Dudley married Betty Joanna Gilman (1916-1996) in 1945 in Westminster, Middlesex.  When he died Dudley was living at 11 Courtlands, 17 Court Downs Road, Beckenham, Kent, and left an estate of £14,715.

First World War Experience

Dudley enlisted on 21st September 1914 when he was just 20 years and two months old.   At that time he was nearly 5’ 10” tall, with a chest measurement of 35½” – expansion 3¼”. He had a fair complexion, with blue eyes and brown hair.  He had a callosity in the left clavicle (following a fracture) and had scars over his left eye.

On 3rd October 1914 the following appeared in a local newspaper

“Mr D Hiscox, who was recently on the staff of our contemporary, has joined the cycle corps of the Royal Engineers.”

 Again, on 12th June 1915, the following article appeared in another Bexhill newspaper:

 “Despatch Riding at Ypres

Bexhill Corporal’s Experiences

Corporal Dudley Hiscox, of the 28th Divisional Signaller’s Company, a former member of the reporting staff of the “Bexhill Observer”, has been home this week for a few day’s visit to his mother, Mrs. H. Hiscox, of “Swithland”, Fairmount-road, arriving in England on Monday.  He joined the Army soon after the War broke out, and went to the Front on January 15th, and since then he has been one of forty motor cyclists carrying dispatches in and about Ypres.When he first entered it Ypres was a pretty town with the shops open and business proceeding quietly, but it was reduced to a heap of ruins.  Private Hiscox has seen very few Germans, except for the prisoners.  Heaps of corpses is a very common sight.  Now and again bullets whiz about, but they are usually in the vicinity of the trenches, and shells are more common to the dispatch rider.  Three of Corporal Hiscox’ party have been wounded by shell splinters, but he has been lucky enough not to get in the way.

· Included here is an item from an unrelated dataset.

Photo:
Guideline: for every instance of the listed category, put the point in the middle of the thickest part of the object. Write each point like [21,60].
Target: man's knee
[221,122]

Every time a rider goes out he reckons to get a puncture caused chiefly by nails from the horses’ feet, and then he has to ride on a flat tyre.  The cobbled roads soon smash the wheels, and new ones are always being fitted.

Since he had been in France, Corporal Hiscox has seen plenty of Bexhill men, including Major Ticehurst, Barnes, the cricketer of Little Common, and two former employees of Messrs. Pulham and Co.  Once he was trying to find some Engineers in Ypres when he heard someone shout “Hullo! How’s the ‘Bexhill Observer’?”  He has not been near the Sussex Regiment, but several times his Company have given assistance to the Canadians.

The chief difficulty at first was the slimy, slippery roads.  Often a motor-cycle would turn right round and face in the opposite direction to its former course, but the roads were better now although, of course, they were not in repair.

Corporal Hiscox returned to France on Thursday.”

 Dudley was awarded the Victory Medal, the British War Medal, and the 15 Star.